Upon arrival in Paris I had two pressing issues to deal with. The first was how to look as chic as the Parisians. This is immediately a lost cause given that there is snow on the ground, it is minus six degrees and my sensible layers shout eskimo rather than elfin. The second is where to get my morning croissant. This is a serious consideration as despite the fact that there is a boulangerie on every corner in Paris not all croissants are equal.
The majority of boulangeries in Paris no longer bake their croissants from scratch but use a ready mix instead which they then bake. In order to avoid the perils of a pre-prepared croissant I consulted Chez Pim who has listed the best croissant in each arrondissement. Pim’s choice for the 20th arrondissement is A la flute Gana. The word flute is another term for baguette and Gana comes from Ganachaud , the family name of the owners of this tiny boulangerie. Despite the varied boulangeries that stood between me and Pim’s recommendation I pursued my croissant with single minded determination. After a fifteen minute walk through the icy streets I reached A la flute Gana and had the croissant in my hot little hands.

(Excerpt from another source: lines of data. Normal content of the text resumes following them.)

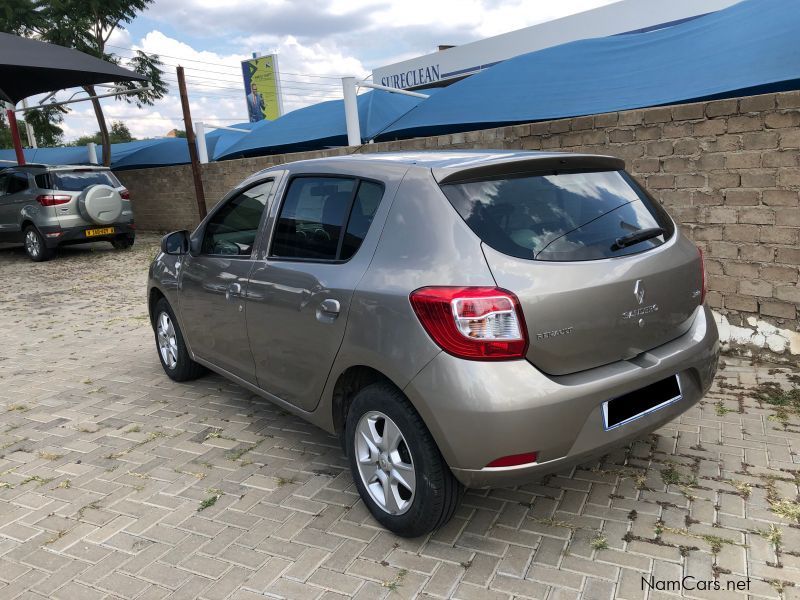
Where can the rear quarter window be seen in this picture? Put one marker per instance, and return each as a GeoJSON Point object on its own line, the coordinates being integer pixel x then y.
{"type": "Point", "coordinates": [560, 217]}
{"type": "Point", "coordinates": [76, 181]}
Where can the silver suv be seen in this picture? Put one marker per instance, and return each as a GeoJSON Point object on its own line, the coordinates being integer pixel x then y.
{"type": "Point", "coordinates": [44, 206]}
{"type": "Point", "coordinates": [458, 319]}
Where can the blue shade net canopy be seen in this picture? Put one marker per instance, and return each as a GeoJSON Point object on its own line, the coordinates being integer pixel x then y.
{"type": "Point", "coordinates": [750, 48]}
{"type": "Point", "coordinates": [322, 125]}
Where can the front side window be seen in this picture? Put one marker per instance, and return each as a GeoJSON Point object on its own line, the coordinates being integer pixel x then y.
{"type": "Point", "coordinates": [325, 218]}
{"type": "Point", "coordinates": [233, 229]}
{"type": "Point", "coordinates": [562, 217]}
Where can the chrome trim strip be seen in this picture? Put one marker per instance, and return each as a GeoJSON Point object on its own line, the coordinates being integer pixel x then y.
{"type": "Point", "coordinates": [635, 417]}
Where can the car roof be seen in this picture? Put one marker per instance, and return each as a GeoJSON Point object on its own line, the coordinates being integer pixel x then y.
{"type": "Point", "coordinates": [449, 166]}
{"type": "Point", "coordinates": [39, 167]}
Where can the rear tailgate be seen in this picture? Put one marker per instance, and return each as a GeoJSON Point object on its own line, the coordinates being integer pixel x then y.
{"type": "Point", "coordinates": [586, 314]}
{"type": "Point", "coordinates": [568, 243]}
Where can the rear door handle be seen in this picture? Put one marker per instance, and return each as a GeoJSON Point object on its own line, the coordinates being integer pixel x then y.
{"type": "Point", "coordinates": [233, 290]}
{"type": "Point", "coordinates": [328, 310]}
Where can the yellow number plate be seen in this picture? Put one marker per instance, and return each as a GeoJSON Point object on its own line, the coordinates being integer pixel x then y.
{"type": "Point", "coordinates": [96, 232]}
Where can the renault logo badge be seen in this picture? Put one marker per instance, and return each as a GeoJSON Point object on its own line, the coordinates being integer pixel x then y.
{"type": "Point", "coordinates": [638, 291]}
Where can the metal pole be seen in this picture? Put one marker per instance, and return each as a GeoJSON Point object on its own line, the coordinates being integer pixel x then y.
{"type": "Point", "coordinates": [202, 148]}
{"type": "Point", "coordinates": [29, 128]}
{"type": "Point", "coordinates": [12, 125]}
{"type": "Point", "coordinates": [187, 124]}
{"type": "Point", "coordinates": [385, 88]}
{"type": "Point", "coordinates": [91, 149]}
{"type": "Point", "coordinates": [351, 111]}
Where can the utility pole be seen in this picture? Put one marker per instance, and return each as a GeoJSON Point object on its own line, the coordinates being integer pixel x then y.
{"type": "Point", "coordinates": [12, 125]}
{"type": "Point", "coordinates": [190, 139]}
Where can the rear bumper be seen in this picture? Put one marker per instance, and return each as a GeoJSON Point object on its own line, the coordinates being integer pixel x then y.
{"type": "Point", "coordinates": [480, 411]}
{"type": "Point", "coordinates": [58, 236]}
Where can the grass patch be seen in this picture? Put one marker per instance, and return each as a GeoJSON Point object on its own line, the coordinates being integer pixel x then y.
{"type": "Point", "coordinates": [216, 494]}
{"type": "Point", "coordinates": [50, 455]}
{"type": "Point", "coordinates": [788, 509]}
{"type": "Point", "coordinates": [721, 409]}
{"type": "Point", "coordinates": [774, 534]}
{"type": "Point", "coordinates": [395, 583]}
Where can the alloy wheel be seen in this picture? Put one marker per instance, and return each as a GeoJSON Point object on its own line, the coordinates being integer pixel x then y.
{"type": "Point", "coordinates": [167, 340]}
{"type": "Point", "coordinates": [384, 463]}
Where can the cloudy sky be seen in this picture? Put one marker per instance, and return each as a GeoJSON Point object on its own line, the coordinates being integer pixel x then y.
{"type": "Point", "coordinates": [317, 42]}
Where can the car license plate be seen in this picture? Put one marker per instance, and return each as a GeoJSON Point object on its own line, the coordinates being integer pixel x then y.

My croissant was perfectly formed in sculptural waves with a golden hue. The exterior flaked in my hand as I tore it apart to expose the soft clouds of pastry inside. One bite and the croissant mission was worth it. The pastry was sweet but not cloying. I could relax. I might not have had the Parisian style but I did have an excellent croissant.
Details: A la Flute Gana, 226 Rue des Pyrenees, Paris 75020. Open every day.